Proof: Let $x \in \langle p_1 \cdots p_n \rangle$, then $x = (p_1 \cdots p_n) \cdot s$ for some $s \in R$. Choose $k = \max\{k_1, \ldots, k_n\}$ and observe that $$x^k = (p_1 \cdots p_n)^k \cdot s^k = (p_1^k \cdots p_n^k) \cdot s^k$$ which means $g \mid x^k \Leftrightarrow x^k \in \langle g \rangle$ and hence $x \in \text{rad}\langle g \rangle$.

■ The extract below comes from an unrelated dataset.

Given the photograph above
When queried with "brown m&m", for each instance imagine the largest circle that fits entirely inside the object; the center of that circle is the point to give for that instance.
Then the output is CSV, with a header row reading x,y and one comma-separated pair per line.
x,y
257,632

Let $x \in \text{rad}(g)$, then $x^k \in \langle g \rangle$ for some $k > 0$. Observe that $x^k = (p_1^{k_1} \cdots p_n^{k_n}) \cdot s$ for some $s \in R$. Notice that $p_1 \mid x^k, \ldots, p_n \mid x^k$ and hence we get $p_1 \mid x, \ldots, p_n \mid x$ by the primality of the $p_i$'s. Since $p_i \nsim p_j$ for $i \neq j$ (that is, they are not associates of each other), we can use a generalized version of the lemma above (easily shown using induction) and conclude that $p_1 \cdots p_n \mid x$. Conclude that $x \in \langle p_1 \cdots p_n \rangle$.
Note: $R$ is restricted to a UFD so that $r$ can be written as $r = p_1^{k_1} \cdots p_n^{k_n}$ uniquely up to units.